In the days before January 12th, performance issues are observed with our backup storage provider for the Visual Tour Builder database.
Support case opened with our Cloud Provider. They confirm known issue: daily saturation during midnight until early morning at Neurenberg location.
Workarounds implemented: upload chunk size increased from 5 MB to 256 MB, full backup interval changed from daily to weekly, backup schedule moved outside peak hours.
January 9th at 12:00: last successful full database backup completes before the incident.
January 12th at 00:11: scheduled security maintenance begins on production database cluster to enhance system security.
At 00:14 the database cluster enters unexpected failure state requiring restoration from backup.
At 00:30 on-call engineer alerted and begins immediate recovery procedures.
January 12th (Sunday)
00:30 – 06:00: Multiple recovery attempts fail due to our Cloud Provider Object Storage timeouts during overnight saturation period. Each Point-in-Time Recovery attempt fails partway through due to S3 endpoint instability.
06:46: First recovery cluster deployed using workaround (S3 caching proxy).
08:14: Status page updated - "We are currently facing issues with opening and transferring VTBs. We have identified the issue and working on a solution."
09:15: Initial ETA missed - the Object Storage continues to cause recovery failures.
10:58: Status update - "Our estimate to be back online is now by the end of the day."
18:36: Status update - "We are working around the clock to recover from a database disruption that started last night at 00:30."
21:03: Status update - "We are making good progress and now expect to see initial recovery in the next hours."
January 13th (Monday)
01:05: Engineering team pauses overnight work due to fatigue; recovery strategy refined.
05:09: Recovery strategy pivoted to direct NVMe storage for improved I/O performance.
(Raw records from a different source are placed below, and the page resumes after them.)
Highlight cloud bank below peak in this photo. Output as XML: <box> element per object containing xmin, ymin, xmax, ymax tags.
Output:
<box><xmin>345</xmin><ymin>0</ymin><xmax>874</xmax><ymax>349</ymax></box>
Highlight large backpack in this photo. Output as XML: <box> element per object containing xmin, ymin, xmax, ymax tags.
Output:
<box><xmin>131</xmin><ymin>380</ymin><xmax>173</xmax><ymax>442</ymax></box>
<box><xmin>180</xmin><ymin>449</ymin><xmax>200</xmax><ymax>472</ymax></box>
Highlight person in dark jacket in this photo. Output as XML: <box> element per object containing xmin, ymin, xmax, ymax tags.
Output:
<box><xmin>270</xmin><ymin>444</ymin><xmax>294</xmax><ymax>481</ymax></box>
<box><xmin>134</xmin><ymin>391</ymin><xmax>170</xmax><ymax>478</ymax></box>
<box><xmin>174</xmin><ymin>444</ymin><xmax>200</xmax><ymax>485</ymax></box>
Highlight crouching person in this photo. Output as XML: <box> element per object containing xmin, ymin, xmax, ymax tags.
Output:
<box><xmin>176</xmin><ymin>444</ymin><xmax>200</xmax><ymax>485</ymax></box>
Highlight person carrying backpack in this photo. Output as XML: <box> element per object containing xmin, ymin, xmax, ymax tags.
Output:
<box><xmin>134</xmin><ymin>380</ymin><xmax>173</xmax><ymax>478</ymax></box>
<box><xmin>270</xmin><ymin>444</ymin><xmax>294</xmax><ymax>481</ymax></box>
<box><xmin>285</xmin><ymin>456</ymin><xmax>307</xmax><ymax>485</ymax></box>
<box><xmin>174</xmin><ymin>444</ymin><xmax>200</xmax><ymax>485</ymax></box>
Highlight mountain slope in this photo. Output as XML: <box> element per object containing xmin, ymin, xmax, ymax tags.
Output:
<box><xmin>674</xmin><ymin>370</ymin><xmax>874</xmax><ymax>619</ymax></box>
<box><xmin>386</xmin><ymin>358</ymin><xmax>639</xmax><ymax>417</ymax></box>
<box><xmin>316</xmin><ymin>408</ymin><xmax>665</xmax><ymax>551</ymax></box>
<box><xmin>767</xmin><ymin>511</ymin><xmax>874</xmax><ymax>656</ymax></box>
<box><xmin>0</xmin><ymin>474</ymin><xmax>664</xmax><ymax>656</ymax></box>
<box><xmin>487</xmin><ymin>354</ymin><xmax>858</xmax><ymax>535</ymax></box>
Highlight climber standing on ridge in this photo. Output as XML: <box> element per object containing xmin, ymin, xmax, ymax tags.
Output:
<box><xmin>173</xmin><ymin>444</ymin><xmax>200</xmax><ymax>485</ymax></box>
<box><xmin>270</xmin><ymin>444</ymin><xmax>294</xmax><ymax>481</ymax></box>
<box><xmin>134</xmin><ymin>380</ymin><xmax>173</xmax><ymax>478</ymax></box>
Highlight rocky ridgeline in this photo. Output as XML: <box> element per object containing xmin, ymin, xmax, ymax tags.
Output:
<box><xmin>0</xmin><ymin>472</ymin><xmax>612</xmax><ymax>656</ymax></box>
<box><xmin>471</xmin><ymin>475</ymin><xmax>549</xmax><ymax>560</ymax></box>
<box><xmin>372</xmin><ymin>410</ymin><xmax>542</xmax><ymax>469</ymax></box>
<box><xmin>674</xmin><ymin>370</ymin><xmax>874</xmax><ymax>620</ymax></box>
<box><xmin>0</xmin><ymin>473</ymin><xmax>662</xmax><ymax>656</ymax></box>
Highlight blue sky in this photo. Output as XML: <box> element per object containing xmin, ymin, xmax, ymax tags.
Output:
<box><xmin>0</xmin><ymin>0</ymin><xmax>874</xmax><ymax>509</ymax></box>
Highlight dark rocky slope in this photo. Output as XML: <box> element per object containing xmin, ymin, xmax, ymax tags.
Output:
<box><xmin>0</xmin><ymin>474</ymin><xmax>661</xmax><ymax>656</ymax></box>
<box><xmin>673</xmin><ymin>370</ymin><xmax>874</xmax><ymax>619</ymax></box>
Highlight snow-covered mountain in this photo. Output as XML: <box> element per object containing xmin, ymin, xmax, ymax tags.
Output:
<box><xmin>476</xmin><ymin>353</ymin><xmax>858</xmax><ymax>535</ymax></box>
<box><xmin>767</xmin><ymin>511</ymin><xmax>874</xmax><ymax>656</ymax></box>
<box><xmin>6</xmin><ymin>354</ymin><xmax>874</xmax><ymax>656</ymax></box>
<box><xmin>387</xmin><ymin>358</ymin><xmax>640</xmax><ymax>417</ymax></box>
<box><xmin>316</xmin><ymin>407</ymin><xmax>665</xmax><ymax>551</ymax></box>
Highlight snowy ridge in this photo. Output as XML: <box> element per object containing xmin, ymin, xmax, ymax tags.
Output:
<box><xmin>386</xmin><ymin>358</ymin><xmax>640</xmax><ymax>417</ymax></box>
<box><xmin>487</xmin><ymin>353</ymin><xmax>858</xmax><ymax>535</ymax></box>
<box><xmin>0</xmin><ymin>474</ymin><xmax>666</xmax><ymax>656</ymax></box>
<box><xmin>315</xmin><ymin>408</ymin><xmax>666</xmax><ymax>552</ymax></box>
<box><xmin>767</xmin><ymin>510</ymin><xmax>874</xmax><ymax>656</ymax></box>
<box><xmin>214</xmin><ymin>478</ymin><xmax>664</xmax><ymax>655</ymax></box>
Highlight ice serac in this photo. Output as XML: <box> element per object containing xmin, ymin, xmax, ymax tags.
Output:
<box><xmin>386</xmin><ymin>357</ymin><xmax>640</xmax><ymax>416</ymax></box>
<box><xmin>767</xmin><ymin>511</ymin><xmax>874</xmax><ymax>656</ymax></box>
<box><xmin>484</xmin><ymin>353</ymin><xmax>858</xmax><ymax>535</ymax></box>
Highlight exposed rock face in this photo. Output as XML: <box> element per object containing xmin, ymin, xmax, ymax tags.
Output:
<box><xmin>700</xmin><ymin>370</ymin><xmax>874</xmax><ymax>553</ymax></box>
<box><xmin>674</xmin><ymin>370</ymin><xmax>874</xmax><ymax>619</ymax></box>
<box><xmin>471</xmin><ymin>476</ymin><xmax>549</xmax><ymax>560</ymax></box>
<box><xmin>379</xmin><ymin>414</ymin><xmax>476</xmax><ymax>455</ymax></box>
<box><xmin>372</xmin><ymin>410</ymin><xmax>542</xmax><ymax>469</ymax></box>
Accepted to restore an outdated version of the database, which increased the chances of a recovery.
06:55: Production database core restored and validated, albeit an outdated version.
07:05: Status update - "We have been able to restore all VTB Data that was created or last edited before 09-01-2025 at 12:00 noon. Any changes to existing VTBs or VTBs created after that timestamp are currently unavailable."
09:13 – 14:30: Extended recovery session to restore individual tenant databases with edit timestamps after 09-01-2026 12:00 noon.
17:58: VTB Standalone and primary services fully restored.
January 14th (Tuesday)
09:00: Final databases restorations completed.
11:43: Status update - "The script for restoring the missing VTBs and data is running."
14:12 – 14:48: Brief issue with VTB creation resolved.
January 15th (Wednesday)
01:51: Final application updates deployed resolving remaining edge cases.
06:47: Status update - "The Visual Tour Builder is fully operational again and all VTB data has been restored."
10:07: Issue marked as resolved.
Primary cause:The production database cluster experienced an unexpected failure during infrastructure maintenance, requiring restoration from backups.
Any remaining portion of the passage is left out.